Sorokin continued to seek a solution in Man and Society in Calamity. This work explored the effects of hunger, disease, and war on mind, behavior, and social organization. Again, Sorokin had no satisfying remedies but found a promising direction (Sorokin 1942b, 296-307). To resolve our crisis we must develop an Integral culture.

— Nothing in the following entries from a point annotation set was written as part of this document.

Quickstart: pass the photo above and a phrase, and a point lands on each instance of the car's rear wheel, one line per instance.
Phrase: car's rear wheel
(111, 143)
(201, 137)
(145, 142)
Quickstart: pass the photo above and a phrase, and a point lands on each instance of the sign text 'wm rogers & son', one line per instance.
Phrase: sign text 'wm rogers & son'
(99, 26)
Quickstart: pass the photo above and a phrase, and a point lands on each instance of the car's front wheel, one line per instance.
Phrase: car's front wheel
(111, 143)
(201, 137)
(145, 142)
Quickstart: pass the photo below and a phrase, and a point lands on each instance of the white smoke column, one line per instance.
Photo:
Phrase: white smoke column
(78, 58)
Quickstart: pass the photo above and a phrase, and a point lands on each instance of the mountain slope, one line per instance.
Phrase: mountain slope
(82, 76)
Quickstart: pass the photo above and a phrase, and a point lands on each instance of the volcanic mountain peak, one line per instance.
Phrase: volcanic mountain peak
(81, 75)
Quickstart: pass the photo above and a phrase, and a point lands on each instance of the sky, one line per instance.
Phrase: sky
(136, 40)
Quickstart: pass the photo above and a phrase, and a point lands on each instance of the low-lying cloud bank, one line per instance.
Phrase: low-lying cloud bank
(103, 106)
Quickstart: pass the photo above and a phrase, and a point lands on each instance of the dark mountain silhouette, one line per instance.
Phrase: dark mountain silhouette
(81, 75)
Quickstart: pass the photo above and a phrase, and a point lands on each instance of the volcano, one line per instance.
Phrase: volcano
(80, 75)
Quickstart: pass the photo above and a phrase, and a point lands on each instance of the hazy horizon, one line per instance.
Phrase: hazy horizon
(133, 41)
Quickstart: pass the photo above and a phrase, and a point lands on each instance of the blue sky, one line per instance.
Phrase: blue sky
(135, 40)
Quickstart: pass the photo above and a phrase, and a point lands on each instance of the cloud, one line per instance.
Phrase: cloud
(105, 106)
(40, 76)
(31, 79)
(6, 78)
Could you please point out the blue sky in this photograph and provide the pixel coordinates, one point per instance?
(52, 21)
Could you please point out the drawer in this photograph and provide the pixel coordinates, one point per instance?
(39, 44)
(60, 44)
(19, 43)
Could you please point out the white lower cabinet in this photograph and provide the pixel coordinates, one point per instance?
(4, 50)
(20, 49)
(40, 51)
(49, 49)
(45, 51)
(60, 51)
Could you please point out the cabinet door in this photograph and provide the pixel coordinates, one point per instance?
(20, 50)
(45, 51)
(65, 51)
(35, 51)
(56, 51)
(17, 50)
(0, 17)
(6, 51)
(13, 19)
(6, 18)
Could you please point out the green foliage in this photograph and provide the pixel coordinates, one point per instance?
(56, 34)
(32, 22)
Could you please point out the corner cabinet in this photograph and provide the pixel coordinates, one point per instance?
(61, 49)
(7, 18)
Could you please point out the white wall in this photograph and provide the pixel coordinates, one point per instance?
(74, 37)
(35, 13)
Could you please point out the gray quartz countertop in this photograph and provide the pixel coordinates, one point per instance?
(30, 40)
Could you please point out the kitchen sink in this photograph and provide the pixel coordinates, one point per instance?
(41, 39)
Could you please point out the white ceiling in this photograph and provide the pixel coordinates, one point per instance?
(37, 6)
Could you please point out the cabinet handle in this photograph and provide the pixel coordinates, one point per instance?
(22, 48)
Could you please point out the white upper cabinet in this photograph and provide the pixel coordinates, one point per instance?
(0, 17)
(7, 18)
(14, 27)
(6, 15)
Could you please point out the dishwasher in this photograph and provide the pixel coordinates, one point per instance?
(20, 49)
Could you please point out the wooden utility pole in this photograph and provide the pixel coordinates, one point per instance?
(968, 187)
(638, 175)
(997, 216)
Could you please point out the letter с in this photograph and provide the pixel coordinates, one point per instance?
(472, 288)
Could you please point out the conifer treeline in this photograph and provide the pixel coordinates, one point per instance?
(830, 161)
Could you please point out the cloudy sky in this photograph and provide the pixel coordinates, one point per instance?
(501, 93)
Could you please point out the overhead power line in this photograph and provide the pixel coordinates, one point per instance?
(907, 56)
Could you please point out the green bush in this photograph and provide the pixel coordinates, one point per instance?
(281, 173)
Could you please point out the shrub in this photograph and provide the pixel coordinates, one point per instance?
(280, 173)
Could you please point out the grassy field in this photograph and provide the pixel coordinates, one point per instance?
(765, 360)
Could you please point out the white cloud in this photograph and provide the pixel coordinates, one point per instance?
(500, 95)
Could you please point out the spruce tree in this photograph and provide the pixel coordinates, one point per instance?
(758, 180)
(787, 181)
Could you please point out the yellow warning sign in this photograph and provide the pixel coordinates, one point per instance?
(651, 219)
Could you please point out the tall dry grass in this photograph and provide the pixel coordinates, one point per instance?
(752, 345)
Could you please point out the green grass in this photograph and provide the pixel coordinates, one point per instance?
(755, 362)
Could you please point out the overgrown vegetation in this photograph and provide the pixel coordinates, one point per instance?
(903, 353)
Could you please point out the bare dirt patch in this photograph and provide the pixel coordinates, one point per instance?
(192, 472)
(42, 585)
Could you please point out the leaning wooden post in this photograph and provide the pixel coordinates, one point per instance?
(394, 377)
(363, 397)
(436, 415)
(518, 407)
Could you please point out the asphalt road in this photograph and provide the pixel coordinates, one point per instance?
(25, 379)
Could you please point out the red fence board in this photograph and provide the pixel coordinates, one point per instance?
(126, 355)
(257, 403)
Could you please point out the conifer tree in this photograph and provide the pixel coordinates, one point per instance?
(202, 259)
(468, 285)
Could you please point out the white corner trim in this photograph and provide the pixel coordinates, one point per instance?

To do this we must transform Integral knowledge and values into personal and collective action. The mechanism for such a transformation was altruism. Sorokin argued that all other solutions were inadequate:

- None of the prevalent prescriptions against international and civil wars can eliminate or notably decrease these conflicts. By these popular prescriptions I mean, first, elimination of wars and strife by political changes, especially by democratic political transformations. Tomorrow the whole world could become democratic, and yet wars and blood strife would not be eliminated because democracies happen to be no less belligerent and strife-infected than autocracies. The same goes for education in its present form as a panacea. Tomorrow all grown-up persons in the world could become Ph.D. 's, and yet this enormous progress in education would not eliminate wars and bloody conflicts. Since the tenth century, education has made enormous progress and yet the international wars, the bloody revolutions, and the grave forms of crimes have not decreased. On the contrary, in the most scientific and most educated twentieth century they have reached an unrivaled height and made this century the bloodiest among all the preceding twenty-five centuries of Graeco-Roman and European history. The same goes for religious changes ... if by religious revival and moral rearmament are meant only ideological and speech-reactional transformation. The same goes for Communist, Socialist, or Capitalist economic remedies, when these are not backed by increased altruization of persons and groups. Without a notable increase of unselfish, creative love (as ideally formulated in the Sermon on the Mount) in overt behavior, in overt interindividual and intergroup relationships, in social institutions and culture, there is no chance for a lasting peace and for interhuman harmony, internal or external (Sorokin 1942b, 271-73)."

The solution to the crisis is the altruization of humanity."